By multiplying the above congruences, we obtain:
$$a^rs_1s_2 \cdots s_r \equiv s_{i_1} s_{i_2} \cdots s_{i_r} \pmod m.$$
Since $r = \varphi (m)$ and $s_1s_2 \cdots s_m = s_{i_1}s_{i_2} \cdots s_{i_r}$ (this numbers are the same numbers as above, but multiplied in another order), that follows:
$$a^{\varphi(m)} \equiv 1 \pmod m,$$
and the statement of a theorem is proven.

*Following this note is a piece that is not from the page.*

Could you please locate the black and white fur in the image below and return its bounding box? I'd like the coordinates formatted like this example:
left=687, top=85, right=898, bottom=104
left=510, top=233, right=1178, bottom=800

From the Euler’s theorem follows the Fermat’s Little theorem:
Theorem 2. If $p$ is a prime number and the number $a$ is relatively prime with $p$, then
$$a^{p -1} \equiv 1 \pmod p.$$
The statement of a theorem directly follows from the fact that for every prime number $p$, $\varphi(p) = p-1$ is valid.
The converse of the Fermat’s Little theorem is not valid, that is, if $a$ and $p$ are relatively prime numbers and if $a^{p-1} \equiv 1 \pmod m$, then not follows that the number $p$ is a prime number.

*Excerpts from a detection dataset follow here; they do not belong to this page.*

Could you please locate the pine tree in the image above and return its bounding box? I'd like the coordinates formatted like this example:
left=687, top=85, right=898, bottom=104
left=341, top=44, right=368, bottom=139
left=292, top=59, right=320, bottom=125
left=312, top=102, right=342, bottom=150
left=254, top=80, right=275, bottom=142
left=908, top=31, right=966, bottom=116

We will show now how to use Euler’s and Fermat’s Little theorem.
Example 1. Find the remainder when the number $119^{120}$ is divided by $9$.
Solution.
Since $119 \equiv 2 \pmod{9}$, that $119^{221} \equiv 2^{221} \pmod 9$. By the Euler’s theorem now follows
$$2^{\varphi(9)} \equiv 1 \pmod 9.$$
Since $\varphi(9) = 6$, we have
$$2^{6} \equiv 1 \pmod 9.$$
By the remainder theorem, the number $221$ we write as $221 = 36 \cdot 6 + 5$, so $2^{221} = (2^6)^{36} \cdot 2^5$. Now it follows
$$2^{221} = (2^6)^{36} \cdot 2^5 \equiv \pmod 9.$$
Since $2^{6} \equiv 1 \pmod 9$, now it follows
$$2^{221} \equiv 1^{36} \cdot 2^5 \pmod 9,$$
that is,
$$2^{221} \equiv 32 \equiv 5 \pmod 9.$$
Therefore, the requested remainder is $5$.
Example 2. Find the remainder when the number $2^{30}$ is divided by $13$.
Solution.
By the Fermat’s Little theorem, we have:
$$2^{12} \equiv 1 \pmod{13}.$$
After squaring the above congruence, we obtain:
$$2^{24} \equiv 1 \pmod{13}.$$
Now this congruence we multiply with the congruence $2^6 \equiv -1 \pmod{13}$, and we obtain:
$$2^{30} \equiv -1 \pmod{13}.$$
Since $-1 \equiv 12 \pmod{13}$, that by substituting it in the previous congruence we obtain:
$$2^{30} \equiv 12 \pmod{13}.$$
Therefore, the requested remainder is $12$.
In the end, let’s just note how the Fermat’s Little theorem can be used to test weather a “large” natural number is a prime or composite number.
Let $m$ be some natural number. We choose some number $a$ (it is good to choose a prime number) that is not a divisor of $m$. Usually we choose $2, 3$ or $5$.
If
$$a^{m-1} \equiv 1 \pmod m$$
is valid, then the number $m$ is a prime number. Otherwise, $m$ is a composite number.